Le Nanowrimo ce phénomène qui prend de l’ampleur

Lorsque j’ai commencé le Nanowrimo en 2009, je crois que mon premier compte était en 2009, il n’y avait pas tout cet engouement autour du Nanowrimo. Je crois que j’avais entendu parler en lisant un magazine. Un tout petit encart parlait du Nanowrimo. En même temps, c’est de la même manière que j’ai entendu parlé du groupe Green Day, quelques semaines après tout le monde s’arrachait American Idiot. Depuis le mois d’écriture est devenu une institution et on en parle dans « tout » les pays. C’est absolument dingue.

Les Américains s’envoient les uns les autres des Kit de survie pour le Nanowrimo dans lesquels on trouve :

  • stylos
  • post-it
  • feutres
  • carnets
  • crayons
  • bougies
  • sucreries etc.

D’autres personnes ont écrit des livres ou des workbooks exprès pour la préparation du Nanowrimo en octobre. Je vous avez parlé du workbook de Natalia Leigh. Mais on peut également trouver des livres sur Amazon comme Ecrivez un roman en 30 jours, Réussir le Nanowrimo, mais on peut aussi citer des livres de préparation généraux qui sont vantés et utilisés durant le Preptober comme le Save the cat : writes a novel, ou la série de livre Thesaurus. Bien sûr, je parle beaucoup de livres anglosaxon parce que c’est ceux auxquels je suis le plus confrontée, mais si vous avez des références en français n’hésitez pas à laisser des commentaires.

En conclusion : le Nanowrimo devient un business mais aussi une institution dans le monde de l’écriture et même en France. Je ne sais pas si c’est bien ou si c’est moins bien, mais toujours est-il qu’on ne peut pas être écrivain et ne pas participer au Nanowrimo – bien sûr on peut l’être disons que c’est devenu un passage obligé.

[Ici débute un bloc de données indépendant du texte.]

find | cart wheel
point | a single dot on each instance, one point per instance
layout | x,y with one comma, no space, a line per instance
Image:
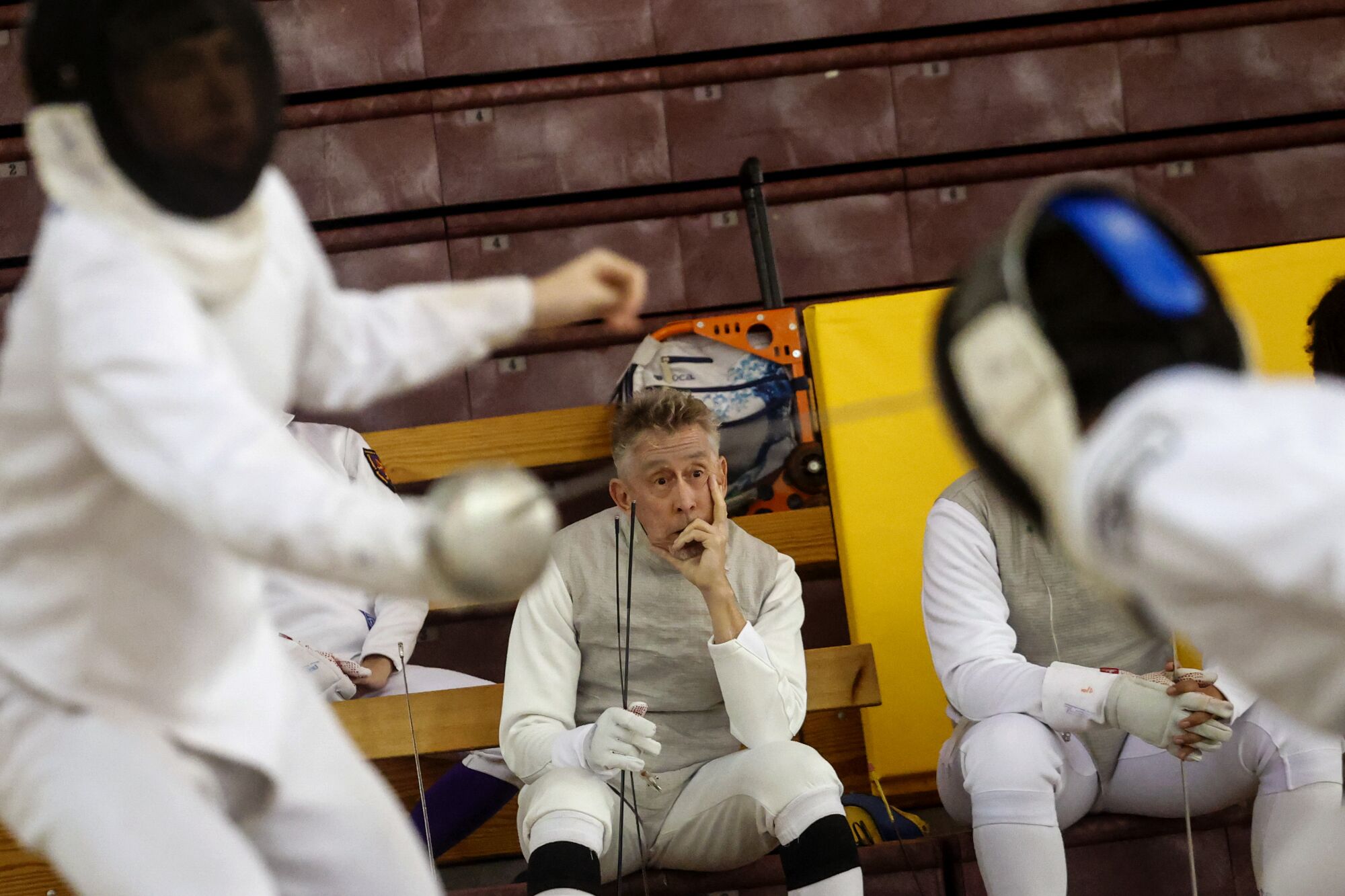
806,469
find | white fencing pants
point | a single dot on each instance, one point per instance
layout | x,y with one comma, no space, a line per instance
731,811
122,810
1012,770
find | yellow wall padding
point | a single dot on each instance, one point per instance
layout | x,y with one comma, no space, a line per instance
890,454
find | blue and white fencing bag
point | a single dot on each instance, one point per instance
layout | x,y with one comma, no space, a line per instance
753,397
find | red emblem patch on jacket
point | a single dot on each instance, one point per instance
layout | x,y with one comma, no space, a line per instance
377,466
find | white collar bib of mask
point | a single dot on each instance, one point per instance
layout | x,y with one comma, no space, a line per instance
216,260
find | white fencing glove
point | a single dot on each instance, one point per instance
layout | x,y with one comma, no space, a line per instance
490,536
1143,706
1078,698
618,740
333,677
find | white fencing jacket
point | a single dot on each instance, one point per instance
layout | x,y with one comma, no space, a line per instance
145,479
345,620
1221,499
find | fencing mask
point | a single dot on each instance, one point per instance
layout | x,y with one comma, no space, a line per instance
184,93
1086,294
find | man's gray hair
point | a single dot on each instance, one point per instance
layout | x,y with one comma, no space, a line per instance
661,411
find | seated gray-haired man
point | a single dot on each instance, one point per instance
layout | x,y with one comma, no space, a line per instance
715,653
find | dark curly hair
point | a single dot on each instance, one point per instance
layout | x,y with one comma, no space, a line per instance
1327,333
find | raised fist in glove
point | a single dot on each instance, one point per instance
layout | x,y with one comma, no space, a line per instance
618,741
1145,708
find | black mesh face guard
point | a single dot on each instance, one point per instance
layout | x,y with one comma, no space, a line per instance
88,50
1105,339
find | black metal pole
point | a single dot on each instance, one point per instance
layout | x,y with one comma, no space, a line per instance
759,229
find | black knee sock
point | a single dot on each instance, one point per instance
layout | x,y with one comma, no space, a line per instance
564,864
824,850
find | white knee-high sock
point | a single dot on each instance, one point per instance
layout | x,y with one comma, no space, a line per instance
1286,830
1022,860
849,883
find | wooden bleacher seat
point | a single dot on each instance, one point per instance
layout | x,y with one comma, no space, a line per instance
449,721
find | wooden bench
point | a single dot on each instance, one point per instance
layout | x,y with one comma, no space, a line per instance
841,680
541,439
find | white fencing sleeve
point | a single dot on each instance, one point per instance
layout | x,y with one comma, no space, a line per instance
541,680
360,346
1219,499
966,616
146,382
762,671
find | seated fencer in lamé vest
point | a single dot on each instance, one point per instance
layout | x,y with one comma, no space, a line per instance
1046,731
715,651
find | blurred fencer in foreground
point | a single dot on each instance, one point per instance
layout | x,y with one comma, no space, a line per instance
1093,370
153,736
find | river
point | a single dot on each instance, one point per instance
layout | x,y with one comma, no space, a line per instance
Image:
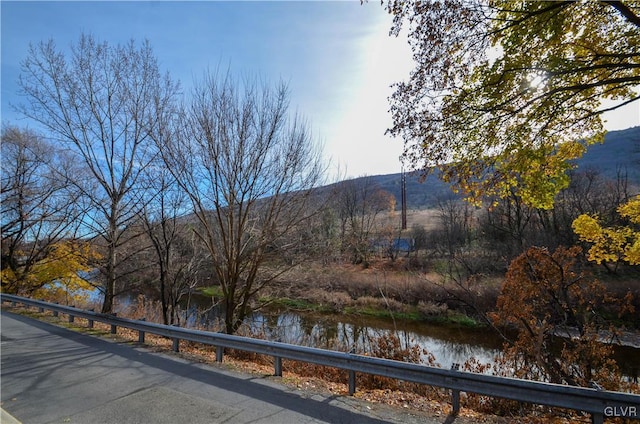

Le Nanowrimo a cela d’intéressant qu’il permet d’unir et de motiver les participants. C’est une sorte de mouvement de foule qui pousse à se dépasser et à faire ce que l’on souhaite faire : écrire un roman. L’avantage c’est qu’avoir une communauté derrière nous permet de se sentir plus confiant. On peut oser dire que l’on est écrivain, que l’on va passer son mois de novembre à écrire et on peut le « justifier ». Le Nanowrimo permet de rendre des comptes, d’une certaine façon, on inscrit chaque jour son nombre de mots quotidien sur le site, on l’affiche sur les réseaux sociaux, on en parle : BREF, le Nanowrimo est partout.

Le Nanowrimo fait donc parti de la vie de tous les jours. C’est devenu un phénomène dont on parle fréquemment et si les auteurs connaissent et participent beaucoup au Nanowrimo, le grand public commence lui aussi à le connaître et c’est très intéressant de voir comment en l’espace de quelques années un défi est parvenu à réunir une telle communauté, qui est en plus bienveillante et enthousiaste. C’est tout de même plus facile de garder la motivation lorsque l’on se sent porter par un élan collectif. On ressent également ce besoin de se dépasser et d’avancer, bien entendu, cela peut avoir une conséquence assez perverse si on se met à se comparer aux autres ou si on dramatise parce que l’on n’a pas écrit les 50 000 mots mais en même temps, il y a tellement de bon à retirer de ce projet.